OpenMonoGS-SLAM: Monocular Gaussian Splatting SLAM with Open-set Semantics

Simultaneous Localization and Mapping (SLAM) is a foundational component in robotics, AR/VR, and autonomous systems. With the rising focus on spatial AI in recent years, combining SLAM with semantic understanding has become increasingly important for enabling intelligent perception and interaction. Recent efforts have explored this integration, but they often rely on depth sensors or closed-set semantic models, limiting their scalability and adaptability in open-world environments. In this work, we present OpenMonoGS-SLAM, the first monocular SLAM framework that unifies 3D Gaussian Splatting (3DGS) with open-set semantic understanding. To achieve our goal, we leverage recent advances in Visual Foundation Models (VFMs), including MASt3R for visual geometry and SAM and CLIP for open-vocabulary semantics. These models provide robust generalization across diverse tasks, enabling accurate monocular camera tracking and mapping, as well as a rich understanding of semantics in open-world environments. Our method operates without any depth input or 3D semantic ground truth, relying solely on self-supervised learning objectives. Furthermore, we propose a memory mechanism specifically designed to manage high-dimensional semantic features, which effectively constructs Gaussian semantic feature maps, leading to strong overall performance. Experimental results demonstrate that our approach achieves performance comparable to or surpassing existing baselines in both closed-set and open-set segmentation tasks, all without relying on supplementary sensors such as depth maps or semantic annotations.

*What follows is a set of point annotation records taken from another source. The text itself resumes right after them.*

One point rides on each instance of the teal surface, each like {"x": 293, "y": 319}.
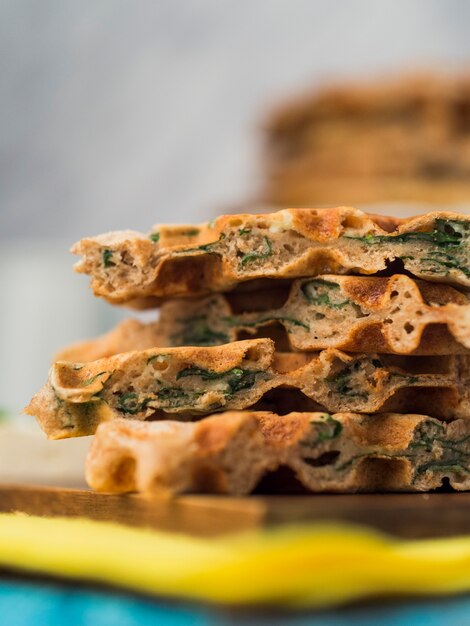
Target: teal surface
{"x": 50, "y": 604}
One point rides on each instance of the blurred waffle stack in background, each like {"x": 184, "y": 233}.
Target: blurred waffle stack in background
{"x": 402, "y": 139}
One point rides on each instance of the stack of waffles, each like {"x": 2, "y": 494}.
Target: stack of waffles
{"x": 399, "y": 140}
{"x": 321, "y": 349}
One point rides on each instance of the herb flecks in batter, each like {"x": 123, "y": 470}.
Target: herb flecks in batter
{"x": 323, "y": 292}
{"x": 235, "y": 378}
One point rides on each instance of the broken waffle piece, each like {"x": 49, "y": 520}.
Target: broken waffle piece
{"x": 357, "y": 314}
{"x": 232, "y": 452}
{"x": 188, "y": 382}
{"x": 182, "y": 261}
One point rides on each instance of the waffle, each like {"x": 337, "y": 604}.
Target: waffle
{"x": 188, "y": 382}
{"x": 357, "y": 314}
{"x": 233, "y": 452}
{"x": 181, "y": 261}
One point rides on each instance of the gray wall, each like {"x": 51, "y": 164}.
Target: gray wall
{"x": 121, "y": 113}
{"x": 118, "y": 114}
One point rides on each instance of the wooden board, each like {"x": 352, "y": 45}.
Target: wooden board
{"x": 403, "y": 515}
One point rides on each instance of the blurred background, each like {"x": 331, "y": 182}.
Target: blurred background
{"x": 118, "y": 114}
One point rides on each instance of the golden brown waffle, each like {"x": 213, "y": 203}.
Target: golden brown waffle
{"x": 187, "y": 382}
{"x": 232, "y": 452}
{"x": 357, "y": 314}
{"x": 406, "y": 140}
{"x": 181, "y": 261}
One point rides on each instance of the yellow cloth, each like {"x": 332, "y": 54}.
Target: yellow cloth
{"x": 301, "y": 566}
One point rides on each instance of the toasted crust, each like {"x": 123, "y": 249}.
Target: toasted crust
{"x": 356, "y": 314}
{"x": 230, "y": 453}
{"x": 181, "y": 261}
{"x": 185, "y": 382}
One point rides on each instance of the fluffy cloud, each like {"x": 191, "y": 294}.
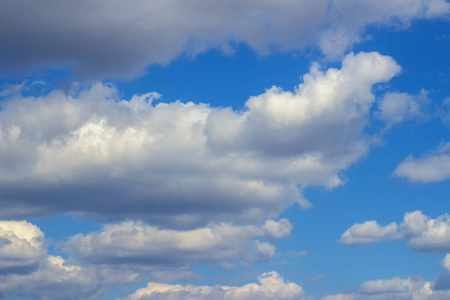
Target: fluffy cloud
{"x": 27, "y": 271}
{"x": 271, "y": 286}
{"x": 394, "y": 289}
{"x": 424, "y": 234}
{"x": 185, "y": 164}
{"x": 432, "y": 167}
{"x": 140, "y": 245}
{"x": 369, "y": 232}
{"x": 397, "y": 107}
{"x": 113, "y": 38}
{"x": 21, "y": 246}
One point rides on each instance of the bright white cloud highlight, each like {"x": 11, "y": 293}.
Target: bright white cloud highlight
{"x": 431, "y": 167}
{"x": 423, "y": 233}
{"x": 21, "y": 246}
{"x": 271, "y": 286}
{"x": 186, "y": 164}
{"x": 138, "y": 244}
{"x": 111, "y": 38}
{"x": 27, "y": 271}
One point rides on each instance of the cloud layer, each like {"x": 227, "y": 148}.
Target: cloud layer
{"x": 271, "y": 286}
{"x": 27, "y": 271}
{"x": 431, "y": 167}
{"x": 394, "y": 289}
{"x": 113, "y": 38}
{"x": 423, "y": 233}
{"x": 135, "y": 244}
{"x": 185, "y": 164}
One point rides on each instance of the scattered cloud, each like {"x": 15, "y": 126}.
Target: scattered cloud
{"x": 423, "y": 233}
{"x": 138, "y": 245}
{"x": 27, "y": 271}
{"x": 397, "y": 107}
{"x": 314, "y": 279}
{"x": 111, "y": 38}
{"x": 394, "y": 289}
{"x": 431, "y": 167}
{"x": 271, "y": 286}
{"x": 185, "y": 164}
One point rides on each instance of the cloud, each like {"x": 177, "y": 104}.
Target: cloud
{"x": 394, "y": 289}
{"x": 271, "y": 286}
{"x": 432, "y": 167}
{"x": 135, "y": 244}
{"x": 423, "y": 233}
{"x": 314, "y": 279}
{"x": 111, "y": 38}
{"x": 369, "y": 232}
{"x": 185, "y": 164}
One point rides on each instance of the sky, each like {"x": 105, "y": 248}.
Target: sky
{"x": 238, "y": 150}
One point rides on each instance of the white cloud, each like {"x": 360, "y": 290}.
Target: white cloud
{"x": 109, "y": 38}
{"x": 271, "y": 286}
{"x": 137, "y": 245}
{"x": 314, "y": 279}
{"x": 432, "y": 167}
{"x": 21, "y": 246}
{"x": 398, "y": 107}
{"x": 27, "y": 271}
{"x": 394, "y": 289}
{"x": 424, "y": 234}
{"x": 186, "y": 164}
{"x": 56, "y": 278}
{"x": 369, "y": 232}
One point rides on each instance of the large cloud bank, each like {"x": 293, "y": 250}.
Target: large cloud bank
{"x": 423, "y": 233}
{"x": 27, "y": 271}
{"x": 118, "y": 38}
{"x": 272, "y": 286}
{"x": 136, "y": 245}
{"x": 183, "y": 163}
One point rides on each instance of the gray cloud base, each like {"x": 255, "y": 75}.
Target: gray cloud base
{"x": 115, "y": 38}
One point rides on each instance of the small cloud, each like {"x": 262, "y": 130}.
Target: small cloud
{"x": 314, "y": 279}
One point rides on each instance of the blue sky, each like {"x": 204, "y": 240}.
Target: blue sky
{"x": 225, "y": 150}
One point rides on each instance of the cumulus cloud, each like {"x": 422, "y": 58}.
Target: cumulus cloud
{"x": 271, "y": 286}
{"x": 139, "y": 245}
{"x": 27, "y": 271}
{"x": 112, "y": 38}
{"x": 423, "y": 233}
{"x": 185, "y": 164}
{"x": 21, "y": 246}
{"x": 431, "y": 167}
{"x": 413, "y": 288}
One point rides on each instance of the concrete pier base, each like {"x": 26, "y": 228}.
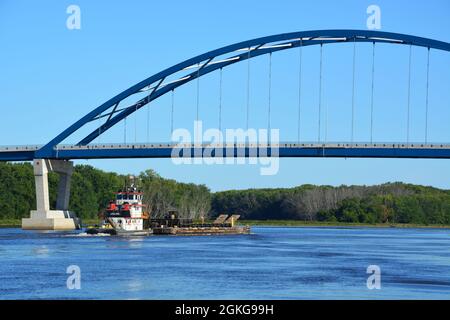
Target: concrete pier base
{"x": 43, "y": 218}
{"x": 51, "y": 220}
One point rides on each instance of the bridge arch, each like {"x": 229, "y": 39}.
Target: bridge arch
{"x": 181, "y": 73}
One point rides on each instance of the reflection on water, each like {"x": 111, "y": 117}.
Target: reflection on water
{"x": 270, "y": 263}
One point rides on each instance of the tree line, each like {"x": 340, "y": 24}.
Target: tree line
{"x": 91, "y": 190}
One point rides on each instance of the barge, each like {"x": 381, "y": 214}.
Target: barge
{"x": 128, "y": 216}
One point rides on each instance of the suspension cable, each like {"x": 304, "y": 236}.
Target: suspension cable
{"x": 270, "y": 93}
{"x": 99, "y": 130}
{"x": 135, "y": 125}
{"x": 372, "y": 95}
{"x": 198, "y": 91}
{"x": 353, "y": 90}
{"x": 148, "y": 122}
{"x": 409, "y": 95}
{"x": 171, "y": 113}
{"x": 125, "y": 130}
{"x": 248, "y": 87}
{"x": 220, "y": 100}
{"x": 320, "y": 90}
{"x": 299, "y": 89}
{"x": 426, "y": 102}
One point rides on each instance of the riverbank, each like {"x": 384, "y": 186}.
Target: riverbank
{"x": 300, "y": 223}
{"x": 16, "y": 223}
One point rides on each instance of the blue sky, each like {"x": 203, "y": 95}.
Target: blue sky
{"x": 51, "y": 76}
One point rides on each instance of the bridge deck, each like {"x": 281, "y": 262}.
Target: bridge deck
{"x": 165, "y": 150}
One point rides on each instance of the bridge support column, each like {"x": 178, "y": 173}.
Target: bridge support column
{"x": 43, "y": 218}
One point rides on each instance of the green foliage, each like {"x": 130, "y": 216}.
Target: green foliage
{"x": 91, "y": 189}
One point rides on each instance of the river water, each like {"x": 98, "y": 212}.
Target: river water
{"x": 270, "y": 263}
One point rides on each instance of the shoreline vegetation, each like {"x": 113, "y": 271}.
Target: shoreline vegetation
{"x": 16, "y": 223}
{"x": 387, "y": 205}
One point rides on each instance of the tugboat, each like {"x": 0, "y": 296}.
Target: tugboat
{"x": 125, "y": 215}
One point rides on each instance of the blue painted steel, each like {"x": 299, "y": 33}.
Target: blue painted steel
{"x": 293, "y": 38}
{"x": 284, "y": 152}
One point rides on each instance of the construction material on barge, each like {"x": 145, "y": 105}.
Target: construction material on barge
{"x": 128, "y": 216}
{"x": 224, "y": 224}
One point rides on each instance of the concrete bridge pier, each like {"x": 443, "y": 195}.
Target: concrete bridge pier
{"x": 43, "y": 218}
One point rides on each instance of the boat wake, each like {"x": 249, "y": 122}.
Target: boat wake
{"x": 85, "y": 234}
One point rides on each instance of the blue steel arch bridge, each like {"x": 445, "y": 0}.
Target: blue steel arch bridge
{"x": 117, "y": 109}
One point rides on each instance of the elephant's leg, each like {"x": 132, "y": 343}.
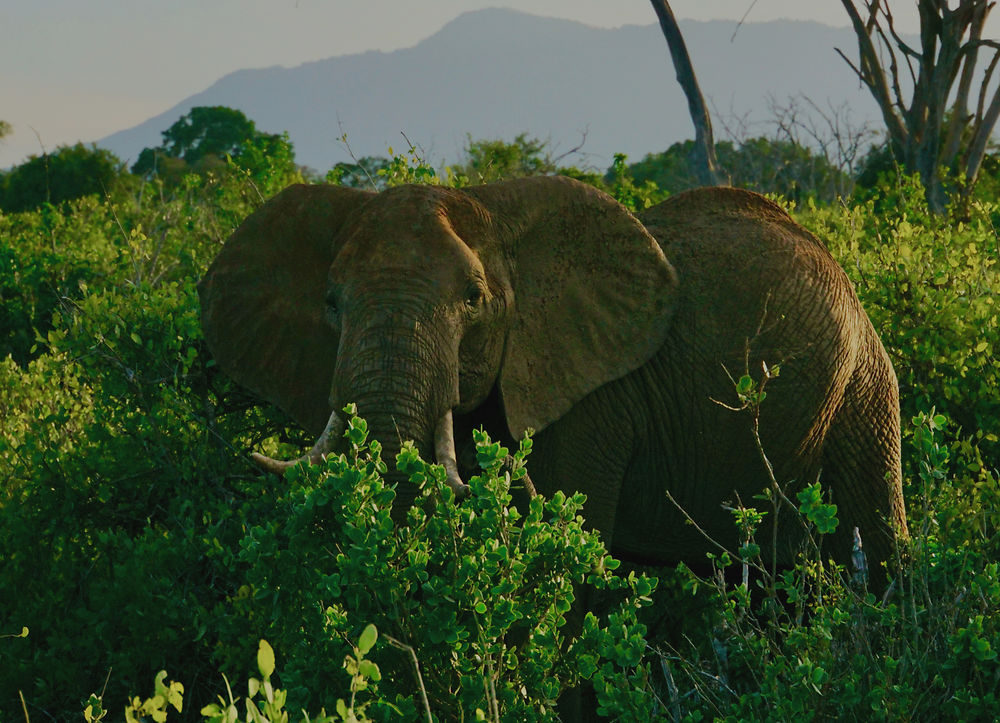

翻译：同步定位与建图（SLAM）是机器人技术、增强现实/虚拟现实（AR/VR）以及自主系统中的基础组件。近年来，随着对空间人工智能的关注度日益提升，将SLAM与语义理解相结合对于实现智能感知与交互变得愈发重要。近期的研究探索了这种融合，但它们通常依赖于深度传感器或闭集语义模型，这限制了其在开放世界环境中的可扩展性和适应性。在本工作中，我们提出了OpenMonoGS-SLAM，这是首个将3D高斯溅射（3DGS）与开放集语义理解相统一的单目SLAM框架。为实现这一目标，我们利用了视觉基础模型（VFMs）的最新进展，包括用于视觉几何的MASt3R模型，以及用于开放词汇语义的SAM和CLIP模型。这些模型在多样化任务中展现出强大的泛化能力，从而实现了精确的单目相机跟踪与建图，以及对开放世界环境中语义的丰富理解。我们的方法无需任何深度输入或3D语义真值，仅依赖于自监督学习目标。此外，我们提出了一种专门设计用于管理高维语义特征的内存机制，该机制能有效构建高斯语义特征图，从而带来优异的整体性能。实验结果表明，我们的方法在闭集和开放集分割任务中均取得了与现有基线相当或更优的性能，且完全不依赖于深度图或语义标注等辅助传感器。